What the hardening of positions does do, however, is act as a conduit for a wider process of bifurcation between West and East.
Richard Nixon's visit to China in 1972, after 25 years of Chinese isolation, promised a more hopeful and less confrontational world in which rival economies and political systems would converge into a harmonious whole.
China's accession at the turn of the century to the World Trade Organisation seemed finally to bring Nixon's vision to fruition.
But now it's all coming apart at the seams. Far from growing to be more like us, China's centralising instincts have returned with a vengeance under President Xi Jinping, and with them a much more assertive, even triumphalist, approach to the West and the rest of the world.
China's sense of inevitable Western decline and Chinese ascendancy began with the global financial crisis, which seemed both to confirm Western economic incompetence and turbocharged China's relative economic catch-up.
"You were my teacher," Wang Qishan, the vice-president, told Hank Paulson, then US treasury secretary, in 2008. "But now I am in my teacher's domain, and look at your system, Hank. We aren't sure we should be learning from you anymore."
That sense of superiority has been compounded by the pandemic, where the Chinese authorities have contrasted their own apparent success in brutally containing the virus, allowing the economy to stage a rapid recovery, with the seeming failings of the West, where deaths have been far, far higher - in part because of our love of individual freedom - and the economic damage much deeper.
This could change. Western vaccines are proving much more effective than Chinese alternatives, lending weight to the idea of continued Western superiority via technological prowess, while the US economy is now staging a remarkable recovery which should see it regain all the growth lost to Covid by the end of the year.
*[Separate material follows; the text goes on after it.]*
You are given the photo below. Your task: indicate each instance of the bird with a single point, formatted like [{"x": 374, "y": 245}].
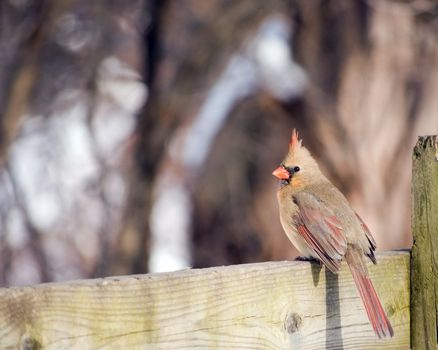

What is also true is that China's days of free riding on the West are well and truly over. Last week's decision by the Biden administration to ban Americans from investing in dozens of Chinese defence and technology companies marks a further escalation in hostilities which sees both countries attempting to decouple one from the other.
But it is all going rather too quickly for China's liking. Growth in internal demand is unlikely to happen fast enough to compensate for the speed of Western disengagement, and the consequent loss of export markets.
Xi's dream of a "dual circulation", self-reliant and contained economy, is not yet there.
The Wuhan lab leak theory, whether legitimate or not, provides cover for and greatly enhances this defining shift in the global geopolitical and economic landscape.
On both sides of the divide, it will entrench a "them and us" mentality. A baited dragon, moreover, becomes a very much more dangerous one, unpredictably lashing out wherever it senses weakness.
China's repressive one child policy is meanwhile coming home to haunt in a demographic time bomb of ageing and population decline which has left millions of young men with no one to marry.
In recognition of the problem, China last week lifted the restrictions to three children per household, but too late. The die is already cast.
We are unlikely ever to know the truth about the origins of Covid, but since when did truth determine the course of history?
The Wuhan lab leak narrative is one of those defining stories which encapsulates a whole raft of seething resentments and rivalries. A new, and more dangerous, era dawns.